Now, there’s nothing wrong with eharmony, per se. My beef isn’t with the dating apps (not all of them, anyway) but with the myth that marriage leads to happiness. You know the famous scene from Jerry Maguire, right? “You complete me …” Well, it sounds romantic and wonderful. But that kind of pressure is too much for another human being.
The truth is that romance and marriage will never satisfy the deepest needs of your soul. The loneliness, insecurity, and boredom you experience as a single will not be remedied by marriage. Unhappy single people become unhappy married people.
Romance and marriage will never satisfy the deepest needs of your soul. The loneliness, insecurity, and boredom you experience as a single will not be remedied by marriage. Unhappy single people become unhappy married people.
And while we’re at it, let me let you in on a little secret: You always marry the wrong person.
First of all, the person you married is a sinner. The person you are so infatuated with was so bad that Jesus had to die for them. And pretty soon you’re going to figure that out, and it’s not going to be fun. If something in them was so messed up it took Jesus’ blood to fix it, you don’t think it might cause you some mild irritation?

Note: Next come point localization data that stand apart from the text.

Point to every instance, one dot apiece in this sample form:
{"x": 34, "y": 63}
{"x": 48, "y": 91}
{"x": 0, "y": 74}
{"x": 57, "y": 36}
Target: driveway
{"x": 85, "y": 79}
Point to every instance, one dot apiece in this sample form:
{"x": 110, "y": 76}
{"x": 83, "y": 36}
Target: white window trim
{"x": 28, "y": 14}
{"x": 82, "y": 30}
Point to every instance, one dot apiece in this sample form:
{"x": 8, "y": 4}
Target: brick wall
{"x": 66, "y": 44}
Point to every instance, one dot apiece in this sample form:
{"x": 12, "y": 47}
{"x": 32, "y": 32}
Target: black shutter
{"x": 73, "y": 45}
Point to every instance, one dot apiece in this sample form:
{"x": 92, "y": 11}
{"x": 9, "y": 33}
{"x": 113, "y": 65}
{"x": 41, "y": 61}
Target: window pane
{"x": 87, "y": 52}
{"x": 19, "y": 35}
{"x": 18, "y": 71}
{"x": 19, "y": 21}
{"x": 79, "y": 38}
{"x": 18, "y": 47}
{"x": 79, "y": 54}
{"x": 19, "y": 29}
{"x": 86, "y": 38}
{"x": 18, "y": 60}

Second, psychologists say that even in a lifelong, monogamous marriage, a person is married to at least five different people over a lifetime. People change! So even if you married the right person at the beginning, as time passes, they’ll change. And you will, too. So that right person suddenly becomes the wrong person. (Or maybe you become the wrong person!)
The eharmony myth—that happiness in marriage depends on finding the perfect person—isn’t just an annoying mistake. It’s damaging. It leads to terrible captivity and fear. Those who believe it are either terrified they will never find the right person, or (if they’re married) terrified that they married the wrong one.
It’s time we all ditch the eharmony myth.